Privacy as a marketing tool for your business
Privacy compliance is often perceived as a ‘legal hassle’, ‘money-burner’ of ‘necessary evil’. But is that true? I want to challenge this. There is so much focus on penalties, and too little attention on the benefits of privacy compliance. But did you know that companies that invest in privacy, get better business results and benefit from those investments? Could Privacy actually be a marketing tool for your business?
GDPR as a ‘necessary evil’
My bet is that most companies would rather prefer to avoid the GDPR altogether. I often receive the question: does my company really need to comply with the GDPR, even if I am not a large company such as Google, Facebook or Uber? The answer is: yes. Regardless of your business, sector or customer group (B2C or B2B), there is a big chance that the GDPR applies to your company, whether you like it or not.
According to a global study of Cisco (2019 Data Privacy Benchmark Study, ‘Maximizing the value of your data privacy investments’) performed amongst 3200 security professionals in 18 countries, and across all major industries and geographic regions, only 3% of the respondents did not believe that GDPR applied to them. That is 96 respondents out of 3200, which is still a high number, for international companies.
The GDPR applies to all organizations that are located in the European Union (EU), or that process personal data of individuals in the EU. These ‘individuals’ may not only be your customers, but also your employees, suppliers or business partners. The GDPR also applies directly to your business if you offer your products or services in the EU (even if you did not sell anything in the EU). That means that most companies that operate internationally will have to deal with the GDPR anyway. This means that the same principles apply to all companies, although the size and focus of the GDPR efforts varies per sector and business. It is no wonder that the GDPR is seen as a ‘necessary evil’. But what if you could turn Privacy into a business benefit?
The ROI of Privacy
There are already many articles about the potential high penalties under the GDPR, which can lead up to 20 million Euros or 4% of the worldwide turnover, whichever is higher. But should you only comply with the GDPR because of the high penalties? My answer is: no.
From my experience, using the threat of potential penalties can be effective to grab the attention initially, but too much focus on penalties can lead to ‘GDPR fatigue’. Or worse, it can have a counterproductive effect. It could lead to a simple ‘risk calculation’, like: ‘What is the risk that we will actually get a penalty?’ This does not seem a sustainable strategy. It is more effective to point out the benefits of privacy investments.

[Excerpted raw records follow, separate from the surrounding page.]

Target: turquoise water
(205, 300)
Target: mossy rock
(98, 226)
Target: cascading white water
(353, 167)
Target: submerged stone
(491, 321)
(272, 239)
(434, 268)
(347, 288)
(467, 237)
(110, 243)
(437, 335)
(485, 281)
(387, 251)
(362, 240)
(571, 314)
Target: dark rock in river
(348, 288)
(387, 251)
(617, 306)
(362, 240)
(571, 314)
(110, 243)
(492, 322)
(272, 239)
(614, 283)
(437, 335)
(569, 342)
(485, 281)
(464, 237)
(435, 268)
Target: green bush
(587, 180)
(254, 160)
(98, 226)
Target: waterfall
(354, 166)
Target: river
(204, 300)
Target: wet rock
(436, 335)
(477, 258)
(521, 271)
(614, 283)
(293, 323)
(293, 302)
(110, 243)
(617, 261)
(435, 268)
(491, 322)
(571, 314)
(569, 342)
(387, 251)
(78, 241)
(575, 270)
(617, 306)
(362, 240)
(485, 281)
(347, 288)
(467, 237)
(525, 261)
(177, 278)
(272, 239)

Benefits of privacy investments
According to the same Cisco study, there is a direct link between good privacy and business benefits.

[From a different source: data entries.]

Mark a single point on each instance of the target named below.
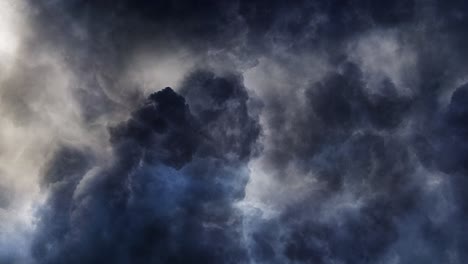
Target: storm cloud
(233, 131)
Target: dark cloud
(169, 195)
(369, 167)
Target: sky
(233, 131)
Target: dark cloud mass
(321, 132)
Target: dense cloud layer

These business benefits consist of:
- Organizations that invested in their privacy compliance experience shorter sales cycles, by addressing customers’ data privacy concerns more efficiently and effectively, compared to other companies;
- Strong privacy compliance increases customer trust;
- GDPR-ready organizations experience fewer data breaches, because they invest in awareness and data breach prevention;
- When data breaches did occur, fewer data records were impacted, and system down-time was shorter (because they invested in system resilience and adequate back-ups);
- As a result, the total cost of data breaches was lower than other organizations who were not GDPR-ready.
These benefits can give your business a more competitive edge, lower your (potential) losses and can even increase your company value (investors look into privacy as well!). This should be a compelling reason for companies to invest further in privacy.

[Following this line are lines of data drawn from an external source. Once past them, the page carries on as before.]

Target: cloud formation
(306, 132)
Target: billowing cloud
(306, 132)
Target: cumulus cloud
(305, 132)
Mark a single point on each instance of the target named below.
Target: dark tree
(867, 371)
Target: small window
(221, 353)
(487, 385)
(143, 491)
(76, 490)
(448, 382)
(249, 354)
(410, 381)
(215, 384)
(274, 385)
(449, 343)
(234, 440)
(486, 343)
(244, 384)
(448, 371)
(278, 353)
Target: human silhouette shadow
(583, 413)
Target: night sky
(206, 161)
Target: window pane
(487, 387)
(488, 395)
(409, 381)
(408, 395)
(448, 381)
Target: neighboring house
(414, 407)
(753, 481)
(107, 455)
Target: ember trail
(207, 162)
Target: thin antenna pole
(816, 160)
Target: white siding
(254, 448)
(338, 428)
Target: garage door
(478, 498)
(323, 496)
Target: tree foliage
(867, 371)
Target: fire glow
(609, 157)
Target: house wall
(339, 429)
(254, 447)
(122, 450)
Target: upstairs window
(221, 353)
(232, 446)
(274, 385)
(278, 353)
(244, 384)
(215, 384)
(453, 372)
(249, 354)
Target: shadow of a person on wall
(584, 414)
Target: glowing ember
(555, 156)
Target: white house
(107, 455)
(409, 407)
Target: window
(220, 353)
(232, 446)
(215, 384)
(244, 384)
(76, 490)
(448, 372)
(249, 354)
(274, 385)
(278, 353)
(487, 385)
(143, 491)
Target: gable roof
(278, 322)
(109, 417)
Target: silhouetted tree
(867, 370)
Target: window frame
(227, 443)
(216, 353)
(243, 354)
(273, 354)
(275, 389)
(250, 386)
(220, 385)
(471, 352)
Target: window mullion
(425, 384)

But there is one more obstacle that is stopping many businesses from investing in privacy: the perceived costs of privacy compliance.
Privacy should be within everyone’s reach
The legal principles of the GDPR are not entirely new (we had a Privacy directive and law many years before the GDPR), and the GDPR mostly contains the same principles as before, and that apply to everyone. Privacy is one of the basic rights in the EU Charter of Fundamental Rights.
Nonetheless, there is a common misconception that privacy is something ‘very complicated’. Because of this misconception, many small and medium-sized companies (SMEs), think that privacy is very expensive and only something for large companies that can afford to hire lawyers, and avoid privacy compliance altogether.
However, the opposite is actually true: because privacy is a basic fundamental right that applies for everyone, privacy should be within everyone’s reach. And who says that Privacy should be expensive? Although it is recommended to hire privacy lawyers in certain situations, there are already many online tools and guidance available, to get your business started with the GDPR and get your privacy basics right.